Avec cette exposition, le styliste-photographe montre qu'il est plus que jamais concerné par la pollution. L'industrie de la mode participe fortement au désastre écologique, que ce soit dans la culture ou l’élevage pour obtenir des matières dites naturelles ou par le développement de textiles synthétiques et jetables… 

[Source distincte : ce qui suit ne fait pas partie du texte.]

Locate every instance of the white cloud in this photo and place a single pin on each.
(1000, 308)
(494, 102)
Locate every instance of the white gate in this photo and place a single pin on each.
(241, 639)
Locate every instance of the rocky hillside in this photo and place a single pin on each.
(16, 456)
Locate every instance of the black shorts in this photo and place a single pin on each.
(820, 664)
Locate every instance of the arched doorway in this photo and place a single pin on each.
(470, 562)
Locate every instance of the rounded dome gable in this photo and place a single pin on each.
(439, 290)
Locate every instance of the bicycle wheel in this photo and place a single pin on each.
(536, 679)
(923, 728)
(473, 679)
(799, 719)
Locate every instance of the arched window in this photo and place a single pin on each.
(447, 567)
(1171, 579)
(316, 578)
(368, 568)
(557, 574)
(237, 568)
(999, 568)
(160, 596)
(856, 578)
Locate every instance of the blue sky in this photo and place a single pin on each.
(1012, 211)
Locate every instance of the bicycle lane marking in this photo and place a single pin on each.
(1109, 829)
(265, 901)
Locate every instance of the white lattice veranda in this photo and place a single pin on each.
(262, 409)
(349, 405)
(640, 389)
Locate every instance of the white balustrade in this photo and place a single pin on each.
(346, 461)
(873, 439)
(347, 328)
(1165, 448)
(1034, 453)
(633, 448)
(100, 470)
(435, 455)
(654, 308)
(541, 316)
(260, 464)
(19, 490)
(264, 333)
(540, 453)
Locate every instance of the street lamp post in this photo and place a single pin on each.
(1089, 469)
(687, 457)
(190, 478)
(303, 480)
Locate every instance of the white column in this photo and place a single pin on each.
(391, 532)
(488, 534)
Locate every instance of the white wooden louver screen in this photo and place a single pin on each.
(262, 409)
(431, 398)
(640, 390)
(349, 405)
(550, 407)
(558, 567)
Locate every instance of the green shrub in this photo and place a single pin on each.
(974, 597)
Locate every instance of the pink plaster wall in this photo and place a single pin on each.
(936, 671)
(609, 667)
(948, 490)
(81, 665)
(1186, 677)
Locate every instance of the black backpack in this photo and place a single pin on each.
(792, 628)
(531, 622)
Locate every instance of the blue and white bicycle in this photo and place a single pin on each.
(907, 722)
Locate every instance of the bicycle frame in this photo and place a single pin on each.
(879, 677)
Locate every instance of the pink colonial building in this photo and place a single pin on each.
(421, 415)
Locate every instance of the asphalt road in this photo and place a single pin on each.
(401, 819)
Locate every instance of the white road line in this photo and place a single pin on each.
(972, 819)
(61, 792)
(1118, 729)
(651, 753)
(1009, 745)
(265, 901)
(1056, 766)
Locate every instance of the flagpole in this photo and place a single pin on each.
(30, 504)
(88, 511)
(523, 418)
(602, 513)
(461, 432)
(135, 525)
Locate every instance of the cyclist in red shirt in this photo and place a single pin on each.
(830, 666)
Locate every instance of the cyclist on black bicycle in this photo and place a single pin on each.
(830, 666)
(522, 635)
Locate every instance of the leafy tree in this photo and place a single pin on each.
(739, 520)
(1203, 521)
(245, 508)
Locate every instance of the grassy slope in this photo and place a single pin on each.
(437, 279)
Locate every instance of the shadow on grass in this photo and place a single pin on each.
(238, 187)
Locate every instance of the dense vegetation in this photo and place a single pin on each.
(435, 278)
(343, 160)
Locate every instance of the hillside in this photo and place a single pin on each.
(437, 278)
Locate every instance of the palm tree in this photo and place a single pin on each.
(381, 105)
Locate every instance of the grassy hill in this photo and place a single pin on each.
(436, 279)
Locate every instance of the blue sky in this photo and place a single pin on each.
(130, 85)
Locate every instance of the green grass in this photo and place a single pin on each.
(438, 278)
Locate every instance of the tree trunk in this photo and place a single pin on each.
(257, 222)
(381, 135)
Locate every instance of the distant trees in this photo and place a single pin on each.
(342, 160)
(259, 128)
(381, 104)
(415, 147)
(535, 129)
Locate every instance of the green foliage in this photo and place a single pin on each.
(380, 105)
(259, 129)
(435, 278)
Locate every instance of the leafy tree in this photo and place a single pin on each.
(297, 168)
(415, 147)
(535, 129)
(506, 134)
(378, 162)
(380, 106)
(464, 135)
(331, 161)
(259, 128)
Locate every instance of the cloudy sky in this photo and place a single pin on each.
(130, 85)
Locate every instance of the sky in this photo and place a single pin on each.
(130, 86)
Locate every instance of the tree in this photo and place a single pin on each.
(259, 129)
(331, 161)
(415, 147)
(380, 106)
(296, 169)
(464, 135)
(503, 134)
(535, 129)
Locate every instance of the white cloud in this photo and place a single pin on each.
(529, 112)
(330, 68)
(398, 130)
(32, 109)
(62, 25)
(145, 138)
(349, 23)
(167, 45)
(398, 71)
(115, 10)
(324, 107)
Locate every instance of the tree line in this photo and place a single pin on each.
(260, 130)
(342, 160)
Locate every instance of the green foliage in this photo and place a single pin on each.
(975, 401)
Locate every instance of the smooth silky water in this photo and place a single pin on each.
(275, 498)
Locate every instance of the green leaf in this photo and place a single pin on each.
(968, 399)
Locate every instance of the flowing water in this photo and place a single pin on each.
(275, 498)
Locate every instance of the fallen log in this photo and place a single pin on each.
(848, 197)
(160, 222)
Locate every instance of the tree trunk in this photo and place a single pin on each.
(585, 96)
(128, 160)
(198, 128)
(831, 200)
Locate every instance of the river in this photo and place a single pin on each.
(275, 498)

"On a fabriqué en Chine comme tout le monde" explique ce fils d'un tailleur et confectionneur "mais on a toujours travaillé avec des matières naturelles. Si l'industrie française a disparu, c'est que les nouvelles générations ne faisaient pas l'effort. C'est une industrie vieillissante et beaucoup de leaders mondiaux ont disparu. La fabrication en France va coûter plus cher mais un bon produit made in France peut se vendre" indique-t-il avant d'ajouter "Mais en France, le mot commerçant est péjoratif alors qu'il faut être fier d'être commerçant. Les français ne sont pas ouverts sur l'extérieur comme en Italie où l'esprit de tradition existe encore. Il faut trouver des évolutions et penser d'abord à comment recycler avant de créer. Il faut anticiper".

Exposition Mythologies du poisson rouge jusqu'au 24 décembre 2020. Au Souplex et à L'Appart Renoma. 129, bis rue de la Pompe. 75016 Paris. Ouvert du mardi au samedi de 10h à 19h.